Pfizer ($PFE) and Allergan ($AGN) may feel pained by the collapse of their $160 billion merger. But when the U.S. Treasury cracked down on the deal with new tax-inversion rules, it may have done the two companies a favor.
Allergan and CEO Brent Saunders now have the chance to exercise their "growth pharma" ideas set forth early last year: Focus on later-stage drug development, hone a lean marketing machine and roll out pipeline meds the company calls "exciting."
They also have the chance to roll a barrel of new cash--from their $40 billion generics sale to Teva Pharmaceutical ($TEVA), $33 billion of which comes in that form--into the dealmaking arena. Analysts are full of M&A ideas, of course, and we'll bet investment bankers are already working on their pitches.
In fact, to analysts, Allergan's standalone case is as strong as ever, and its M&A firepower will make the company an even stronger bet for growth. Nomura's Shibani Malhotra, for instance, said Monday that the company "offers some of the best, most durable assets in the sector, is run by an operationally strong shareholder-focused management team, and has a solid mid-to-late stage pipeline that could deliver significant upside" now that the deal is dead.
But even Pfizer--whose Plan B seems more tenuous--should really thank Treasury for knocking aside its tax inversion plans. The deal's tax advantages made Pfizer's long-term numbers look good--but not great. It would have given Pfizer a slate of new drugs in new therapeutic areas, but not much opportunity for cost-cutting in the integration, which is a typical motivation for big mergers. It came with some solid pipeline meds and development deals, but no guarantee that Pfizer could avoid the R&D disruption that has plagued previous megamergers--including those in Pfizer's own deal history.
Frankly, megamergers have shown time and again to interfere with the very innovation pharma companies say is first on their minds. Experienced R&D hands, including former Pfizer R&D chief John LaMattina and in-the-trenches chemist Derek Lowe of In the Pipeline fame, have made that case quite convincingly. (Though LaMattina did say Pfizergan might be different.) AstraZeneca ($AZN) used R&D disruption as a defense when fending off Pfizer's previous tax-inversion bid in 2014. Even McKinsey & Co. analysts, typically more than willing to approve of financial engineering and megadeals, pegged Pfizer's Wyeth buyout as a bust.
Just think of what Pfizer might have done with the resources and energy it spent on, first, its failed AstraZeneca bid, and now, the Allergan deal. It could have parlayed that time and money on smaller deals to build up its drug stable and pipeline, stringing a few together to achieve what Allergan might have delivered.

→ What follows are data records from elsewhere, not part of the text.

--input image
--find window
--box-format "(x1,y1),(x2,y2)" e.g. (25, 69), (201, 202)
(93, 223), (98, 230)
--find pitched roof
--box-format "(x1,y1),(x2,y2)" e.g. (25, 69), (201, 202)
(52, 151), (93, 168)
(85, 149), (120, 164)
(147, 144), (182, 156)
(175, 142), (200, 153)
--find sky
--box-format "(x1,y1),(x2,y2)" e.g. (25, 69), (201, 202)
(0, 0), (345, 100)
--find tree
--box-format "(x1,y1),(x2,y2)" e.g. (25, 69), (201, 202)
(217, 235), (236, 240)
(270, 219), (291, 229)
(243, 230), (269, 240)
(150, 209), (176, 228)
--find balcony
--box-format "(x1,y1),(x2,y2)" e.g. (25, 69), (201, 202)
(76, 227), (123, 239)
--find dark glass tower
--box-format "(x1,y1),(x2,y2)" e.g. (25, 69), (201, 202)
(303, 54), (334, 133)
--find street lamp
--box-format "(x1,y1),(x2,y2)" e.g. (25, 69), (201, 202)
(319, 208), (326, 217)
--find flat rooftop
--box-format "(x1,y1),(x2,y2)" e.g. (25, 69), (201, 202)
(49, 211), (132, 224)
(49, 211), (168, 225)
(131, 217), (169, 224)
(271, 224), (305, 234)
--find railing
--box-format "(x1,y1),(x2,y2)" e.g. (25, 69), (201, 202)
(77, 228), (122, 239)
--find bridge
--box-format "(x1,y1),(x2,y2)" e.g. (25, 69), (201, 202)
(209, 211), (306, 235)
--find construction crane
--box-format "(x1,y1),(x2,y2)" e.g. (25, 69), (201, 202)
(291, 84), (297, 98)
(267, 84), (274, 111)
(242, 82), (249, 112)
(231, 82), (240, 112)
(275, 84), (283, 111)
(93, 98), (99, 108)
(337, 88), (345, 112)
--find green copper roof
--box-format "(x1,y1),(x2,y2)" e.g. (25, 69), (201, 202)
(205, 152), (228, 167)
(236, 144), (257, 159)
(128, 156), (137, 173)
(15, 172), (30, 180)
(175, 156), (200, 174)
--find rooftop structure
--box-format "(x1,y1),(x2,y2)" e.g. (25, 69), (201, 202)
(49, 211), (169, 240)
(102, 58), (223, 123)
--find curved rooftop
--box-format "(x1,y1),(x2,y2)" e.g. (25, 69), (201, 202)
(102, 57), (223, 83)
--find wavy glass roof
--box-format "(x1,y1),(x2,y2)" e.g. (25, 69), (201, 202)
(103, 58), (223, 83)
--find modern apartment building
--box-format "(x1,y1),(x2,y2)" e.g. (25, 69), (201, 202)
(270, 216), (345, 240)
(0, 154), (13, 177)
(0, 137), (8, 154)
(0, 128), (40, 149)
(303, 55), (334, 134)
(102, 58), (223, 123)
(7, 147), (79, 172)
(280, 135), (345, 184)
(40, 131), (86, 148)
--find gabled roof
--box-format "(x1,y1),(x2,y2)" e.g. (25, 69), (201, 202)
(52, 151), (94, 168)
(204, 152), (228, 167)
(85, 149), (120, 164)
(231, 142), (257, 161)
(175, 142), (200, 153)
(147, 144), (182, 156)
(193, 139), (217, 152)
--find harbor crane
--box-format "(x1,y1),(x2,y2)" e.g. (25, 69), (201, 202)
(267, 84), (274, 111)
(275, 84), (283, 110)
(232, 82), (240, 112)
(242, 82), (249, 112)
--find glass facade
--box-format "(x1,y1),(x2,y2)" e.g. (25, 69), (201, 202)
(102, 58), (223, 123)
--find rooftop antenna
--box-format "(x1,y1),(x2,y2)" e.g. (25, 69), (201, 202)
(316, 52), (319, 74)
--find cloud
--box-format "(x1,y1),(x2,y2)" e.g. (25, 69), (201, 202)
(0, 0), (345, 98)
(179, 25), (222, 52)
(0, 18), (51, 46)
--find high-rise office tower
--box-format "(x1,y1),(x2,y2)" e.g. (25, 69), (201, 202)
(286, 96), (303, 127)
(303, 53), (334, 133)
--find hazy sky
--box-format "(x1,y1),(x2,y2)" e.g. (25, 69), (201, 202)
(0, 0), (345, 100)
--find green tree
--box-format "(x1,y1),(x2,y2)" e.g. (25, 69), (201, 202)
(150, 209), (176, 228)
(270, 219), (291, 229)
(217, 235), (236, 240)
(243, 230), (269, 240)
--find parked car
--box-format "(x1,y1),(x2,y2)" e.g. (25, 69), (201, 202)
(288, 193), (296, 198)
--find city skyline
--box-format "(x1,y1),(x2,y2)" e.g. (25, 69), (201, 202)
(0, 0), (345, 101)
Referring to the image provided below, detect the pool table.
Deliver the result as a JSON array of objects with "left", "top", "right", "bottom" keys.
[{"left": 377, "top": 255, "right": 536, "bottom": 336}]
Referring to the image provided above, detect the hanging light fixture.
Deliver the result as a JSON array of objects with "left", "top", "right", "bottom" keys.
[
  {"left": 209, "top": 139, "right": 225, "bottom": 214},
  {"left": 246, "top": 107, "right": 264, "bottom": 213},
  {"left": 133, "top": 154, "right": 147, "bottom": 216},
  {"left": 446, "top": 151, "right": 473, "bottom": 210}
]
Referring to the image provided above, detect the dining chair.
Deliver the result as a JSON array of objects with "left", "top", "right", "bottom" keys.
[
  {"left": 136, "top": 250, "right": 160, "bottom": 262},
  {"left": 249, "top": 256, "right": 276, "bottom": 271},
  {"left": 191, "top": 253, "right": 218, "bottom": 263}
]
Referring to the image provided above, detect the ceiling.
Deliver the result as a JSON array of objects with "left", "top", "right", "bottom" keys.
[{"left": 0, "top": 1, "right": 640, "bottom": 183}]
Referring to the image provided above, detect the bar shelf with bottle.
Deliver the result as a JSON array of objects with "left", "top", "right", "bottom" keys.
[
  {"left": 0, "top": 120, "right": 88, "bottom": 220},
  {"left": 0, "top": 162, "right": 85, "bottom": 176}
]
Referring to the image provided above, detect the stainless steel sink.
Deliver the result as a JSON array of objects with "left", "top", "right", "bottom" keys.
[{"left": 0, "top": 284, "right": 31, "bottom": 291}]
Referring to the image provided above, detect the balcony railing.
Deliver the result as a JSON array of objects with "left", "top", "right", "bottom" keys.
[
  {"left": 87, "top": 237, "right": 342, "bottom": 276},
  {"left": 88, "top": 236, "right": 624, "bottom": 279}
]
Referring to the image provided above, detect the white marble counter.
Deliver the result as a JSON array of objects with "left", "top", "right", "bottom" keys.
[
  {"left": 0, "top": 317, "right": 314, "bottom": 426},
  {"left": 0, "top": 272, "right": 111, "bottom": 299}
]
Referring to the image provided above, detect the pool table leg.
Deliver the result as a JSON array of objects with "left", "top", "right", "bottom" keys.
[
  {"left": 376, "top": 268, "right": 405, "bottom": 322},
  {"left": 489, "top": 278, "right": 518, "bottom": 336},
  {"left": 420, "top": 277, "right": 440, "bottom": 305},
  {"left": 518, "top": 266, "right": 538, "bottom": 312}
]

True, analysts point out that Pfizer still has its "tax problem," and smaller deals wouldn't give the company the immediate and large rate cut that it so craves. As such, some market watchers are eager to pair Pfizer up with another "transformational" deal, even another tax inversion that would fit into Treasury's rules; think a rerun at AstraZeneca or GlaxoSmithKline ($GSK).
That would be a distraction. Bernstein analyst Tim Anderson, reading the tea leaves, believes Pfizer recognizes that. Pfizer isn't "desperate" for a transformational deal; its numbers show modest earnings per share growth over the next 5 years without one, he says. And its promise to decide by year's end whether to split into two companies--as it's been discussing for several years now, and had put off after inking its deal with Allergan--might just show that Pfizer has decided to move on.
The new decision timeline "almost seems to suggest they have given up on inversion (of a larger target, like AZN or GSK) … or on doing a more traditional large acquisition for that matter, because if one of those were to happen, the late-2016 timeline would presumably get pushed out once again," Anderson notes.
Yes, Allergan and Pfizer will have to prove over the next few months that they're ready and able to grow separately. Pfizer's investors will be particularly interested to hear just what CEO Ian Read has in mind. But these two companies might just show themselves to be the sort of couple that's better off apart.